Pelosi ha sido una de las grandes defensoras de la libertad de los miembros del Congreso de operar con acciones al mismo tiempo que se sigan las reglas dictaminadas por el STOCK Act en el año 2012, según el cual los miembros del Congreso no pueden utilizar información que no sea de carácter público para generar beneficios personales.

Esta ley, aunque bien pensada conceptualmente, es casi imposible de llevarla a la práctica, por lo que los diputados y senadores siguen operando con información privilegiada sobre las distintas legislaciones que impactarán en los precios de las acciones bursátiles.

Con el avance de las operaciones virtuales debido a las imposiciones surgidas por la pandemia, también se incrementó la utilización de fuentes privadas y muchas veces internas para operar en el mercado, sin las cuales sería prácticamente imposible superar en rendimiento a ciertas medidoras como el S&P 500.
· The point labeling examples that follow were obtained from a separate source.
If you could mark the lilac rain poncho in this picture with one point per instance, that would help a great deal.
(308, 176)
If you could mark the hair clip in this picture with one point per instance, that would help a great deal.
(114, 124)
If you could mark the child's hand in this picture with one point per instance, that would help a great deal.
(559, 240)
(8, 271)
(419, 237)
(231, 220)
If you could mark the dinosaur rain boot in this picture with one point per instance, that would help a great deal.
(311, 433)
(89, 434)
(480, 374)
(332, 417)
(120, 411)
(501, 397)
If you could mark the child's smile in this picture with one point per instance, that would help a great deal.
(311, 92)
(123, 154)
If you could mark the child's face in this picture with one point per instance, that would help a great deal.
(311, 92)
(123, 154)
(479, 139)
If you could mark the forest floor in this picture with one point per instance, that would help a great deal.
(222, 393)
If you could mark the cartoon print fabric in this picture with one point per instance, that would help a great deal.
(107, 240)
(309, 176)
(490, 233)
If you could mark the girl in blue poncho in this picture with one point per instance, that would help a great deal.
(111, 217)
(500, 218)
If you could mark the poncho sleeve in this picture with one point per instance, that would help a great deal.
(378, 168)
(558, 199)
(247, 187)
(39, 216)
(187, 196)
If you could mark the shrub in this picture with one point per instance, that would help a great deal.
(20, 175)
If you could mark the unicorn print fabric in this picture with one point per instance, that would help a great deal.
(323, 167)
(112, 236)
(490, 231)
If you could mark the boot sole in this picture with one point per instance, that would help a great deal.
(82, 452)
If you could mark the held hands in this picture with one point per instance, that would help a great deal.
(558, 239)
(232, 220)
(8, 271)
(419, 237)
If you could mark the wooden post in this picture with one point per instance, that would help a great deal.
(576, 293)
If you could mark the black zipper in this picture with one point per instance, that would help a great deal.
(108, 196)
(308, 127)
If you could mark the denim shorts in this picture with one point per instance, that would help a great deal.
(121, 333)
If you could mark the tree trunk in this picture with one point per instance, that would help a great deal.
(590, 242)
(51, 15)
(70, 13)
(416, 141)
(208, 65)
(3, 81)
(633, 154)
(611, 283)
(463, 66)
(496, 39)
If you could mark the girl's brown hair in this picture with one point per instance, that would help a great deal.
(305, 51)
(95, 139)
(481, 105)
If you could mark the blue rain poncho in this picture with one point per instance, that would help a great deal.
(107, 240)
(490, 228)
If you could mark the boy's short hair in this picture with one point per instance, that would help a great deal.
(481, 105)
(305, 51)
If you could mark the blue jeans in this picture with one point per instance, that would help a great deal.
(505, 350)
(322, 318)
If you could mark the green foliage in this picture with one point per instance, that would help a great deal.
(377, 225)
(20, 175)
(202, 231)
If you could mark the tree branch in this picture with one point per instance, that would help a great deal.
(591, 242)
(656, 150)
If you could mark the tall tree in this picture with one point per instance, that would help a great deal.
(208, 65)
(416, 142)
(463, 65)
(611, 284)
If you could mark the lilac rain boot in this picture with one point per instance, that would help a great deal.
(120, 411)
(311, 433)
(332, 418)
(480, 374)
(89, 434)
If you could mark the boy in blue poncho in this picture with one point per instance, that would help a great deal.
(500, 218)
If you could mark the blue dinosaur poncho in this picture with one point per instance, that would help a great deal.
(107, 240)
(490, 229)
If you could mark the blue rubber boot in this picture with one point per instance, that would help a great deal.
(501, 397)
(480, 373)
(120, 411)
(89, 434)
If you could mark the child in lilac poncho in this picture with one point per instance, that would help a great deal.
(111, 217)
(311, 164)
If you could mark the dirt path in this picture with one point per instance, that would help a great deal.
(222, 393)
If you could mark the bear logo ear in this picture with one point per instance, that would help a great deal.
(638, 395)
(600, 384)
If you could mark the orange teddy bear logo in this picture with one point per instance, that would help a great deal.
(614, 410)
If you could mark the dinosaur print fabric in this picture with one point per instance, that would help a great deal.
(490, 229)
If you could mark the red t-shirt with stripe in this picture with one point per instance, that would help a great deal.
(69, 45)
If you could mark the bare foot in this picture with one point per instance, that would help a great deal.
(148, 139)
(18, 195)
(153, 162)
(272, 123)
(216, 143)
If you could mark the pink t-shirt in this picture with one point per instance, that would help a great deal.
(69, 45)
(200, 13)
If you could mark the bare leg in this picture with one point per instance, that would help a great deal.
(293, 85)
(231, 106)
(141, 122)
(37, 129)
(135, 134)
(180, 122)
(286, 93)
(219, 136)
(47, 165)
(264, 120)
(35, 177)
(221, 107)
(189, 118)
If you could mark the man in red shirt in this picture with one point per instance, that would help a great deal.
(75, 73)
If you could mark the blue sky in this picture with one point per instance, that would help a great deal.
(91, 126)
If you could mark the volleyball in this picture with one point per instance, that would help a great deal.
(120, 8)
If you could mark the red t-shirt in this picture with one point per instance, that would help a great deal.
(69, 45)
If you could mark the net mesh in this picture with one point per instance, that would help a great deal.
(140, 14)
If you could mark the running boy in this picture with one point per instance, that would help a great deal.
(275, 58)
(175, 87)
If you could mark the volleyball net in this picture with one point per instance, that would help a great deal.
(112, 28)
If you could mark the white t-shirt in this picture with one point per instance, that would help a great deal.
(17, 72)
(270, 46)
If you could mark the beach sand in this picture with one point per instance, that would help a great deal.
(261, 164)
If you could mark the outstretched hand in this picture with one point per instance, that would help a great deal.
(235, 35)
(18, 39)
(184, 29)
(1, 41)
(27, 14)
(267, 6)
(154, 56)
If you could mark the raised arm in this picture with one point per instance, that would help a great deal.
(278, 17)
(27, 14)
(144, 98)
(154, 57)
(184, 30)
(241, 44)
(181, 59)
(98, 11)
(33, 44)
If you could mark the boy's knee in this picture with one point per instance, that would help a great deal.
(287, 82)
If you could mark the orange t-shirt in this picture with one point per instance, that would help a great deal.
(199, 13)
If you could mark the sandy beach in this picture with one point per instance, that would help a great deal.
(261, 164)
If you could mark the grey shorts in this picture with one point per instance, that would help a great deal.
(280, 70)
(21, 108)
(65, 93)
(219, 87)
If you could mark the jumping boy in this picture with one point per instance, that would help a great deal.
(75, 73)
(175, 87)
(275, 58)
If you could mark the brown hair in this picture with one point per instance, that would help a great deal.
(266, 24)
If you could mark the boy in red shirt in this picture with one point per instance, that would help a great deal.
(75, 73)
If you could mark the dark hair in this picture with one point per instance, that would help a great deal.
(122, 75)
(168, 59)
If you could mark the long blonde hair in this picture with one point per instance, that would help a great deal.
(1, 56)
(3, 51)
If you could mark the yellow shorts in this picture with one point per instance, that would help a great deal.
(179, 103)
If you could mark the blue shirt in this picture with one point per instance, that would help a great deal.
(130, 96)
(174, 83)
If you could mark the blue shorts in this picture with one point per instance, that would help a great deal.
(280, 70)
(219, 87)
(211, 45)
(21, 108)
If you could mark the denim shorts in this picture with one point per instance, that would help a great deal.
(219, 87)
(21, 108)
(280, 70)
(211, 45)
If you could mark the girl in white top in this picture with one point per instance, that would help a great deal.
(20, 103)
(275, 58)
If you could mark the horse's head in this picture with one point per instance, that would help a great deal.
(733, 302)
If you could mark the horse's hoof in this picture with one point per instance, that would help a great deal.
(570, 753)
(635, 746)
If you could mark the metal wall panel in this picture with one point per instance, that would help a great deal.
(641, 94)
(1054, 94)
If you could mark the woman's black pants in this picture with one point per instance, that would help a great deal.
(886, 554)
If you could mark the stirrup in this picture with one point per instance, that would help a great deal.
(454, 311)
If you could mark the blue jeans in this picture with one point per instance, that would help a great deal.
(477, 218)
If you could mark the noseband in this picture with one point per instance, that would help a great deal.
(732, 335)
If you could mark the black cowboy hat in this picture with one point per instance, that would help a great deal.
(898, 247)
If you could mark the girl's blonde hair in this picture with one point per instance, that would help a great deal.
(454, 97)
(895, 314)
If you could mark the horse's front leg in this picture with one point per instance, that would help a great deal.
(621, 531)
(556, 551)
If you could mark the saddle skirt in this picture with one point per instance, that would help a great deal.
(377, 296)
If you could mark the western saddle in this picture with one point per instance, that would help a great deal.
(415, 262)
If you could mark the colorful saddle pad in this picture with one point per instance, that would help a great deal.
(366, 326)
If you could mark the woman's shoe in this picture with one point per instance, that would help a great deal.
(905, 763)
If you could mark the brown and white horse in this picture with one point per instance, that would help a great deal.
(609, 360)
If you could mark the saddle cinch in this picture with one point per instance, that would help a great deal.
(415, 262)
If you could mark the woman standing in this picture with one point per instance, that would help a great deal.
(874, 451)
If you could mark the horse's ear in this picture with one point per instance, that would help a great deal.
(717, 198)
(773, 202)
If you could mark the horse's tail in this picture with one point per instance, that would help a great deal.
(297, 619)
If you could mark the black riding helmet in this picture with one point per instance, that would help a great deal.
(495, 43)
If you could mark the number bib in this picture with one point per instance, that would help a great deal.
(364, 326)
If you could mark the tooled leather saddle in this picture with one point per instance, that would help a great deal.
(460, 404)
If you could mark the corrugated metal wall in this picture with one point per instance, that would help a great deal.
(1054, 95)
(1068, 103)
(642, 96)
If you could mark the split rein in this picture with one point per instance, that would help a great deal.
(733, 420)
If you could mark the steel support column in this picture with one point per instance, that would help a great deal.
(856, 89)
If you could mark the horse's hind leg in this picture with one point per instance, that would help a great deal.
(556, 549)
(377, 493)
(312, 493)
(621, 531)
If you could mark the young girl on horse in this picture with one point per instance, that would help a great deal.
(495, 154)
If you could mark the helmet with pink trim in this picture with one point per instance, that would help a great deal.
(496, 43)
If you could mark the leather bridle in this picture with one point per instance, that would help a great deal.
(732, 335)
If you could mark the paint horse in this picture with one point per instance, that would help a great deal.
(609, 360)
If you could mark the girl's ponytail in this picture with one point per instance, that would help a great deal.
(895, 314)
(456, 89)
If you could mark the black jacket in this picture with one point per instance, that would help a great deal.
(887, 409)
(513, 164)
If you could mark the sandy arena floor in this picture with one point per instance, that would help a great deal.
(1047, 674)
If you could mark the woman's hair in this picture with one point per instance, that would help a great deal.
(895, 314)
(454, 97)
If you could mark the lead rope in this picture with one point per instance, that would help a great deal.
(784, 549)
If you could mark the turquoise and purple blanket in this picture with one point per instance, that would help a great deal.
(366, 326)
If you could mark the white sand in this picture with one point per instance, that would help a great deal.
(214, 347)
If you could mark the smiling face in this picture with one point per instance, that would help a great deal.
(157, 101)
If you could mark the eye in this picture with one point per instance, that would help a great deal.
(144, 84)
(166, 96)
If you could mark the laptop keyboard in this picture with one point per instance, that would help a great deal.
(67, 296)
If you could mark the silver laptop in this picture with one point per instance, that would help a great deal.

Las discusiones para crear leyes que regulen o prohíban el método que utiliza Nancy Pelosi para operar en el mercado de capitales ha traído apoyo tanto del Partido Demócrata con impulsores como la senadora Elizabeth Warren (D-MA) y la representante Alexandria Ocasio-Cortez (D-NY), así como también del Partido Republicano con apoyo del representante Chip Roy (R-TX) y el senador Blake Masters (R-AZ), pero por ahora, el bloqueo de Pelosi ha sido inquebrantable.